In 2011, President Jonathan's administration launched the Agricultural Transformation Agenda, which was overseen by the Federal Ministry of Agriculture and Rural Development. The primary goal of the agenda was to position agriculture as a profitable business, integrate the agricultural value chain, and establish agriculture as a primary driver of Nigeria's economic growth.[54] To achieve this agenda, the government implemented several measures:

  • New fiscal incentives to encourage domestic import substitution
  • Removal of restrictions on areas of investment and maximum equity ownership in investment by foreign investors
  • Currency exchange controls – free transfer of capital, profits, and dividends
  • Constitutional guarantees against nationalization/expropriation of investments
  • Zero percent (0%) duty on agricultural machinery and equipment imports
  • Pioneer Tax holiday for agricultural investments
  • Duty waivers and other industry-related incentives, e.g., based on the use of local raw materials, export orientation

Recently, the Central Bank of Nigeria began the Anchors-Borrow program[55] to encourage the cultivation of certain crops, especially rice.

The Federal Government of Nigeria has also closed its land borders in order to curtail rice imports and encourage local production.[56][57]

Sustainable Development Goals


The Sustainable Development Goals in the agriculture sector in Nigeria have had an impact on the export sector responsible for the consumption and production of agricultural products in Nigeria. The exportation sector's monthly earnings have improved in four years. In January 2016, agricultural exports raked in N4.1 billion, which then rose to N25 billion by January 2017. From April 2019 to March 2020, total agriculture exports hit N289 billion for Nigeria.

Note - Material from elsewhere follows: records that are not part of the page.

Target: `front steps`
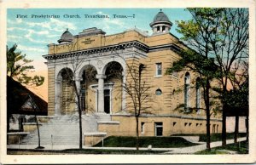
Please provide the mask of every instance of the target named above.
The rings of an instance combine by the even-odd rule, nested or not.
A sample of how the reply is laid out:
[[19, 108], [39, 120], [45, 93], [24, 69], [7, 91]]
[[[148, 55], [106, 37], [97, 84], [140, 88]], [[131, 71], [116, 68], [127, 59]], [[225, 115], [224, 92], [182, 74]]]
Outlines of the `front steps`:
[[[82, 115], [83, 135], [88, 134], [97, 134], [97, 122], [108, 121], [111, 121], [111, 117], [108, 114]], [[55, 116], [49, 119], [48, 122], [41, 124], [42, 126], [39, 127], [41, 145], [79, 145], [79, 125], [78, 114]], [[102, 138], [104, 137], [102, 136]], [[20, 141], [20, 145], [38, 145], [38, 130], [31, 132]]]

Agriculture exports for the first six months of 2020 were N204.45 billion, which indicates that productivity is increasing in the sector to enable export growth.[58]

The Sustainable Development Goals have also led to the emergence of policies that have had an impact on the agriculture sector. Some of them include the Nigerian “Agricultural Promotion Policy—2016–2020”, which focuses on ensuring food security by reducing food imports. It manages institutional reforms and incentives for technological development at the local level. The Empowering Novel Agribusiness-Led Employment Program mobilizes finance for youth-led agribusiness development. Another policy is the Agricultural Credit Guarantee Scheme Act from 2016, which offers incentives to farmers and other professionals throughout the agricultural supply chain. Finally, the “Green Alternative: The Agriculture Promotion Policy” was launched in mid-2016. It was created to boost soybean and cowpea production, which were chosen for the policy's focus due to their nutritional value and export potential.[59]